Pubdate: Wed, 27 Jul 2005
Source: Amarillo Globe-News (TX)
Copyright: 2005 Amarillo Globe-News
Bookmark: (Methamphetamine)


Panhandle law enforcement's campaign against methamphetamine manufacture 
has gotten some valuable help.

It has come in the form of two congressional measures designed to halt the 
flood of pseudoephedrine to Mexican meth labs. The ingredient is critical 
to the production of meth.

One measure requires the U.S. State Department to analyze imports of 
pseudoephedrine by Mexico to determine its legitimate demand. The other 
measure would require American officials to work with Mexican officials to 
reduce the illicit smuggling of pseudophedrine.

The Panhandle sits only a stone's throw from the Mexican border and has 
become a major corridor for the drugs and the ingredients critical to their 
manufacture.

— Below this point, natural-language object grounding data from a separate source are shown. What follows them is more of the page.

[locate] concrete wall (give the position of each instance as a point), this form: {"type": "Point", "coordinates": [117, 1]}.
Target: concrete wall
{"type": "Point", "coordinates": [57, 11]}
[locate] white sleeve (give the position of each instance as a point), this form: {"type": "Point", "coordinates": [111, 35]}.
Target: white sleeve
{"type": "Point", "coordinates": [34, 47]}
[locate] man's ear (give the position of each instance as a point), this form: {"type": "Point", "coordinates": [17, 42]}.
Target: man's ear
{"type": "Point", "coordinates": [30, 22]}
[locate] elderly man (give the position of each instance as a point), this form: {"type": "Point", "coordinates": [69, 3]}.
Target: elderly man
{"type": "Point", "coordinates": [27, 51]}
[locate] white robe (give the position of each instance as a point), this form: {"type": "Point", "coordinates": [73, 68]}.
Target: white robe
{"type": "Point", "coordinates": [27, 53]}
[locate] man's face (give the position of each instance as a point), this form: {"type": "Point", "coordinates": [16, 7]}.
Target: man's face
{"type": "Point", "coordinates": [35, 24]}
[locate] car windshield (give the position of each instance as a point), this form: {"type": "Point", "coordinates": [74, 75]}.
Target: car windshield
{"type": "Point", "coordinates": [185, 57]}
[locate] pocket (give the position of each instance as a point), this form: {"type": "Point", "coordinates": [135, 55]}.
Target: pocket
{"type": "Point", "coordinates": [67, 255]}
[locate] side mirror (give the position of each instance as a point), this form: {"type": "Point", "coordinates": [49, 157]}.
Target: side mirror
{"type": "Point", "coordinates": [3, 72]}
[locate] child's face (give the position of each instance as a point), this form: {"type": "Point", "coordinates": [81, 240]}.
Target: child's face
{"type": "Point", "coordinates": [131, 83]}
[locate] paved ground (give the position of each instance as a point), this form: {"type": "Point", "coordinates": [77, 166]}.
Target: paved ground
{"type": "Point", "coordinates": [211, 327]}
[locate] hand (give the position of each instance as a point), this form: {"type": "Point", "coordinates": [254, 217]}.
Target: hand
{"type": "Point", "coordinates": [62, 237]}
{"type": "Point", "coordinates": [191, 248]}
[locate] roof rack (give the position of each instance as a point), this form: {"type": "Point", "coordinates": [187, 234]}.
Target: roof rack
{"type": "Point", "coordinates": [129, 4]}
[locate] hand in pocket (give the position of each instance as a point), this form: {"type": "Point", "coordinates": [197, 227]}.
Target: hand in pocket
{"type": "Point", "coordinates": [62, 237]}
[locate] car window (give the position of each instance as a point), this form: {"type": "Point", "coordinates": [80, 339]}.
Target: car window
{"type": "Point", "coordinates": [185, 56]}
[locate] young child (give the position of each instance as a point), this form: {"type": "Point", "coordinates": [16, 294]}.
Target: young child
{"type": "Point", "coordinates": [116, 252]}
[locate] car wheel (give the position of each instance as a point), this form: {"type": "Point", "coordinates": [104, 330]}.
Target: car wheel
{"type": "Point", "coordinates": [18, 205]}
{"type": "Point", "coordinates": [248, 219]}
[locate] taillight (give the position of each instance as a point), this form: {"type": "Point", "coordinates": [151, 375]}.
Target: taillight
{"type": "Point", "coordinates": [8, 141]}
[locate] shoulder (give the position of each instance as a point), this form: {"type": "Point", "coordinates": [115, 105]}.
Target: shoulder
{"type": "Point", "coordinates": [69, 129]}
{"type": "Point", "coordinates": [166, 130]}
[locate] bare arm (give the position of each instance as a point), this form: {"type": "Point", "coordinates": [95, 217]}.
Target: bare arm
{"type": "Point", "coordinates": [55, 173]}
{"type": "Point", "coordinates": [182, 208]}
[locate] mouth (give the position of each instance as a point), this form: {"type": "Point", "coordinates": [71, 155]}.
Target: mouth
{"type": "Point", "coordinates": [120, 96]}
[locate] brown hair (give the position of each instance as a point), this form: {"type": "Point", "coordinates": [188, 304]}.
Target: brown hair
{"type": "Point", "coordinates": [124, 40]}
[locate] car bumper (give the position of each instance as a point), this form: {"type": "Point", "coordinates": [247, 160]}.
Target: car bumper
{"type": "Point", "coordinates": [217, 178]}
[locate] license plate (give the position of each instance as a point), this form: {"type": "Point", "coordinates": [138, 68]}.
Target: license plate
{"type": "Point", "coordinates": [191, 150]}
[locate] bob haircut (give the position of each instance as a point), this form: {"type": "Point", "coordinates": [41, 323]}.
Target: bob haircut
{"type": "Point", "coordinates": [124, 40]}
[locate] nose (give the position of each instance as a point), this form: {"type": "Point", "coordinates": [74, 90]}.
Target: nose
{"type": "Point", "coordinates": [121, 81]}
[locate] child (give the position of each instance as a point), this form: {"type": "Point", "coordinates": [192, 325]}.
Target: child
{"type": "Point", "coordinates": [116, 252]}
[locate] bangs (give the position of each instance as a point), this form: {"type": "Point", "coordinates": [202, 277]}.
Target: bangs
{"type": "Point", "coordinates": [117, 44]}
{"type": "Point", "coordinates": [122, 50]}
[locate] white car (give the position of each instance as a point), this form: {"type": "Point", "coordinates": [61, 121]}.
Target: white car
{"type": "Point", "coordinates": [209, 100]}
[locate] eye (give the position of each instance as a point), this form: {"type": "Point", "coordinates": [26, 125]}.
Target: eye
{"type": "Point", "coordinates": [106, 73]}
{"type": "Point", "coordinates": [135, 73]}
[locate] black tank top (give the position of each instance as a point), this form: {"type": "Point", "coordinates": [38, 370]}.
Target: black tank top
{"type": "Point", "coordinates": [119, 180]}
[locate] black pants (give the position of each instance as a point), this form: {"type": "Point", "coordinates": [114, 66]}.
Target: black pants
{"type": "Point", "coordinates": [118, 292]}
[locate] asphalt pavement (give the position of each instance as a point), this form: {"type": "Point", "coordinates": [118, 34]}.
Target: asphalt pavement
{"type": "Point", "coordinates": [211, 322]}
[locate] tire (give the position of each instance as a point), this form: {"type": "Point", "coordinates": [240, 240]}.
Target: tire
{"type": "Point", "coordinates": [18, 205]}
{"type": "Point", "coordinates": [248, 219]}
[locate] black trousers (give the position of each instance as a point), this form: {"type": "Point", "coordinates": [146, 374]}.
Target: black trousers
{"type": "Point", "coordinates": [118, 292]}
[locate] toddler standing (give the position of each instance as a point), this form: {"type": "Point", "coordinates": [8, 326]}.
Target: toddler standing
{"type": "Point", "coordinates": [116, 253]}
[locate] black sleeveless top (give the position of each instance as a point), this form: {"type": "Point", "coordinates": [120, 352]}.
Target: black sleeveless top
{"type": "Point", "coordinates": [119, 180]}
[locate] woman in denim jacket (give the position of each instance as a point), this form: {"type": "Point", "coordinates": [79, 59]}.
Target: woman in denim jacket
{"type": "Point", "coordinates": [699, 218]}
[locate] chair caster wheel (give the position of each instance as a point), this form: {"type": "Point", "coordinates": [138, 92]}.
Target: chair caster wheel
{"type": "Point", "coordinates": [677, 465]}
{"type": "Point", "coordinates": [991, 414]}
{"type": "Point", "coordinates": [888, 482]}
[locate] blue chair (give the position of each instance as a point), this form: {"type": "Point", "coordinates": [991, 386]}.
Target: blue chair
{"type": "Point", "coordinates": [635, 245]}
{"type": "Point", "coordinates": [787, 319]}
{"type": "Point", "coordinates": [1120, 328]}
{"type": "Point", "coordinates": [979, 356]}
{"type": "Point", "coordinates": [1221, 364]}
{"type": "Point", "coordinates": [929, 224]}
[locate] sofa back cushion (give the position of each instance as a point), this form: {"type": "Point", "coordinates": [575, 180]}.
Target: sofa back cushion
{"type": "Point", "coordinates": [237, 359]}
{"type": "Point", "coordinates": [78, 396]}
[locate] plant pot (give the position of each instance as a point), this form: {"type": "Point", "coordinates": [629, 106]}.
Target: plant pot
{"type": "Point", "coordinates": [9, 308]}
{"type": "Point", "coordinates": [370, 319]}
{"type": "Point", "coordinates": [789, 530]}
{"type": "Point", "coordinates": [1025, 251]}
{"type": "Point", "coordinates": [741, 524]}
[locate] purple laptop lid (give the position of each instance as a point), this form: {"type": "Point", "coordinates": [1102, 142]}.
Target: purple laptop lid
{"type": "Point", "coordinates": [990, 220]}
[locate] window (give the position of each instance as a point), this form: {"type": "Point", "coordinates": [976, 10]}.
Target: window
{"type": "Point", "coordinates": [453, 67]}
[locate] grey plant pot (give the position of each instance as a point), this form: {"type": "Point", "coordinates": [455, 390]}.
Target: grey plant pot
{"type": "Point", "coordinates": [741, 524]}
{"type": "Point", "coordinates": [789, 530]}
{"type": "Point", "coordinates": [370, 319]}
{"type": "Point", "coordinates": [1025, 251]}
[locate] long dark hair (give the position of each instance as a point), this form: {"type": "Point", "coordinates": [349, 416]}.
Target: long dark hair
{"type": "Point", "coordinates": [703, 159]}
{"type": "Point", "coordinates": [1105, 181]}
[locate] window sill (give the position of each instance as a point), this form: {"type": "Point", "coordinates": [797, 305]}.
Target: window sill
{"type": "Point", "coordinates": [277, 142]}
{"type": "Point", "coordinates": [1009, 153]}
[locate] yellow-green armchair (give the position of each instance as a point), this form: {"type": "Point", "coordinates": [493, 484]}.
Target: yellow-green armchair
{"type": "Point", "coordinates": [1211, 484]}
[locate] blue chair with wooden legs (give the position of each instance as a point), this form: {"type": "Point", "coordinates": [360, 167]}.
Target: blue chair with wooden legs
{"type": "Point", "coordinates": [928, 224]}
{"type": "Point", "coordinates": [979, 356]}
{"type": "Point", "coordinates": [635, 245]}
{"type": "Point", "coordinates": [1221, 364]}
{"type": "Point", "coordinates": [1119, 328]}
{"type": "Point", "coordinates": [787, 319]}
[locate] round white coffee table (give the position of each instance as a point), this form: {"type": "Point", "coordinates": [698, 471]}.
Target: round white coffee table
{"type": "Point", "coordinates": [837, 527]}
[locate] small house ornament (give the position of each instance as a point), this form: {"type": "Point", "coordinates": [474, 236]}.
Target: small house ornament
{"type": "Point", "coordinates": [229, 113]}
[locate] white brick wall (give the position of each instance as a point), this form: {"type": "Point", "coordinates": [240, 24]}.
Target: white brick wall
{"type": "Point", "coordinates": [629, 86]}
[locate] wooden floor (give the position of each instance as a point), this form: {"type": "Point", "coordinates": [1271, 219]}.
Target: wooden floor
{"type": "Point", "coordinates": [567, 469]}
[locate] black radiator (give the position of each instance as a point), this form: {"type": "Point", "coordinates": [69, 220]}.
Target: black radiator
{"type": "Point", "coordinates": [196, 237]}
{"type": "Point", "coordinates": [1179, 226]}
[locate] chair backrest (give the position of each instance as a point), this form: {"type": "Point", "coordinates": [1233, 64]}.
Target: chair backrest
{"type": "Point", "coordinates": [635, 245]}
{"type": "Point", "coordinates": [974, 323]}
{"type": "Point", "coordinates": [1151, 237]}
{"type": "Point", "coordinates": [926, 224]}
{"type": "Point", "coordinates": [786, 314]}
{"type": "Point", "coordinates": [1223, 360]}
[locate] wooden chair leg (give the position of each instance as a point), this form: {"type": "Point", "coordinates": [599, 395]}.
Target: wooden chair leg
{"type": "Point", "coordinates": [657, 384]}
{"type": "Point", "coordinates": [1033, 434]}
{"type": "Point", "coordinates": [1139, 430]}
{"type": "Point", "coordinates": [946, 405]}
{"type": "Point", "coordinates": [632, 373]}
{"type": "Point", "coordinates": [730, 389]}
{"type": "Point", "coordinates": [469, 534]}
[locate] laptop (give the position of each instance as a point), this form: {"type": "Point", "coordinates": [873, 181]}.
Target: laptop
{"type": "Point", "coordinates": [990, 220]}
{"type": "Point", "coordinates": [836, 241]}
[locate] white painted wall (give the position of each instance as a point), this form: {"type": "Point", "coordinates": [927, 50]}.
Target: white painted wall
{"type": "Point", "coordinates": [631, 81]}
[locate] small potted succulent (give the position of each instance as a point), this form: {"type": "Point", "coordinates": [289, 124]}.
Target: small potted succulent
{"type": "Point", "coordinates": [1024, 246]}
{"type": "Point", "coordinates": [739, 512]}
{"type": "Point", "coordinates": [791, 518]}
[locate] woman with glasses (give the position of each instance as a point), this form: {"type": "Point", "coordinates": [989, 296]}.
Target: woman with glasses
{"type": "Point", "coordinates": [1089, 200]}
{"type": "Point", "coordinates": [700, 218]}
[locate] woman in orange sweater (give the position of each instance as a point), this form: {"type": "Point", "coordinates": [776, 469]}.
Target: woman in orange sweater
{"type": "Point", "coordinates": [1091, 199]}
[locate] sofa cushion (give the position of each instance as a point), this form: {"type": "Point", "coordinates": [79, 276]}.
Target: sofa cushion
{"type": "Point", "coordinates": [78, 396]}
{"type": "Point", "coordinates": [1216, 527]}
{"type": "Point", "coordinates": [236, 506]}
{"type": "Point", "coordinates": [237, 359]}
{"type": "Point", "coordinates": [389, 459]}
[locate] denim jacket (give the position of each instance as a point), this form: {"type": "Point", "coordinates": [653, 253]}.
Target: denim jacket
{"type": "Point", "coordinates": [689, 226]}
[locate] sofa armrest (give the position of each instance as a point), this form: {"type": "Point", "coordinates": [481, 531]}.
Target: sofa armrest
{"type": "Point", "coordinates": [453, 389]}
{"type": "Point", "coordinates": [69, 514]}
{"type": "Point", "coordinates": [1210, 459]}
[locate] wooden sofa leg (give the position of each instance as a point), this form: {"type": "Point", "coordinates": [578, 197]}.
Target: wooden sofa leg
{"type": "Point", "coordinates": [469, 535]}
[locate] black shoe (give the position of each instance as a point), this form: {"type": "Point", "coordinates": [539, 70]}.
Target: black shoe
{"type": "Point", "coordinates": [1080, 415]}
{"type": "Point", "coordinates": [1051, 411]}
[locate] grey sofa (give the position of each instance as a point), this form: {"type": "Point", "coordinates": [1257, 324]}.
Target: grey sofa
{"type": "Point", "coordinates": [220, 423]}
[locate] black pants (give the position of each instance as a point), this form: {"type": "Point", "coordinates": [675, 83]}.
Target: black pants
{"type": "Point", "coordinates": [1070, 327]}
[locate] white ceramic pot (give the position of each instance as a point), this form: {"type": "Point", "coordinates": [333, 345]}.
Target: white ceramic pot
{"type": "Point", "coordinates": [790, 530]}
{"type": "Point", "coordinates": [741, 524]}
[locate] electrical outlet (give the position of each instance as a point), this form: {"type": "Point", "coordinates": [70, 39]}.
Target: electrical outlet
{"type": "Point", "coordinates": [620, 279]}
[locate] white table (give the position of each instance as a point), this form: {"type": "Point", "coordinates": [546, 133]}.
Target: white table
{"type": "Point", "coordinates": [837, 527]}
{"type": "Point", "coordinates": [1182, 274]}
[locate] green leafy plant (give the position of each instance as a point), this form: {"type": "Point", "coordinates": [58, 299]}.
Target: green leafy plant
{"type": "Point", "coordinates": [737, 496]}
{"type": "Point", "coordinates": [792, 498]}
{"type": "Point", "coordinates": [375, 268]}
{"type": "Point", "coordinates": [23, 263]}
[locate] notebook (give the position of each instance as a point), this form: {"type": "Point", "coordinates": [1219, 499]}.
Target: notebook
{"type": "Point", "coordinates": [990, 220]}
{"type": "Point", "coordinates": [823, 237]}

It's no coincidence, for instance, that the Department of 
Public Safety's Amarillo division leads the state in the rate of 
drug-related arrests along the Interstate 40 corridor.

Meantime, Panhandle lawmen are dismantling meth labs almost daily and 
arresting those suspected of engaging in this dangerous activity.

Some states, such as neighboring Oklahoma, have adopted laws regulating the 
sale of pseudophedrine. Those laws provide significant help. The feds, 
though, need to step up as well.

The U.S. House of Representatives has acted with dispatch to give local law 
enforcement the help it needs. It's time for the Senate to follow suit.